R. K. ROUT, A. SHYAM and V. CHITRA “EFFECT OF ELECTRODE MATERIALS ON THE NEUTRON EMISSION FROM A PLASMA FOCUS” Ann. nucl. Energy, Vol. 18, No. 6, pp. 357-358, 1991

Moly in a high rep rate source

R. Petr, A. Bykanov, J. Freshman, D. Reilly, and J. Mangano “Performance summary on high power dense plasma focus x-ray lithography point source producing 70nm line features in AlGaAs microcircuits” Rev. Sci. Instrum. Vol 75 No 8. pp 2551-2559 2004

To start, the paper by Rout et al shows that a very tiny fraction of the high Z atoms make it into the plasma but it doesn’t specify where the atoms are. Petr et al showed long lifetime operate of a Ne based plasma focus for ~5 million shots with moly and very little anode erosion.

R. Verma, P. Lee, S. Lee, S.V. Springham, T.L. Tan, R.S. Rawat and M. Krishnan, “Order of magnitude enhancement in neutron emission with Deuterium-Krypton admixture operation in miniature plasma focus device” App. Phy. Lett. 93 2008

B. L. Bures, M. Krishnan, R. Madden and F. Blobner “Enhancing Neutron Emission From a 500-J Plasma Focus by Altering the Anode Geometry and Gas Composition” IEEE Trans. Plasma Sci. Vol. 38 pp 667-671 2010

To further complicate the matter, high Z may not be a bad thing. People intentionally introduce high Z gases with the fuel gas to improve neutron yield. The high Z gases appear to improve compression of the pinch in small quantities (less than 10% by mass). Measurements with X-ray cameras do not show any contribution from a deuterium pinch. If the pinch was contaminated with high Z impurities they would by highly visible.

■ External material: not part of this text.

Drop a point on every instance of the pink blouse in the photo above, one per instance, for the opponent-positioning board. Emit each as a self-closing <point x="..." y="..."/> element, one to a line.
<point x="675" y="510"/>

The final consideration is the x-ray contribution to the total yield. Even if the x-ray yield increases by orders of magnitude, the production of fusion charged particles will increase by orders of magnitude. The fusion contribution typically trumps the x-ray contribution by nearly 100x. If direct energy conversion is applied to the charged particles, something like 70% can be converted to electricity. For a 100 MJ per shot (fusion gain) system, that means nearly 69 MJ of energy derived from direct charged particle conversion. The x-rays are likely to be converted to electricity by heat then turbine. The x-rays make up ~1 MJ and can be converted at best 40%. Therefore, the x-rays provide ~400 kJ of electricity at best. One could claim some sort of exotic photovoltaic, but the conversion efficiency is not going to exceed 40%. By these arguments, the x-rays need to be shielded and not converted; a tiny fraction of the radiated power that is converted very inefficiently is not significant. Therefore, a refractory metal is the best choice for an anode.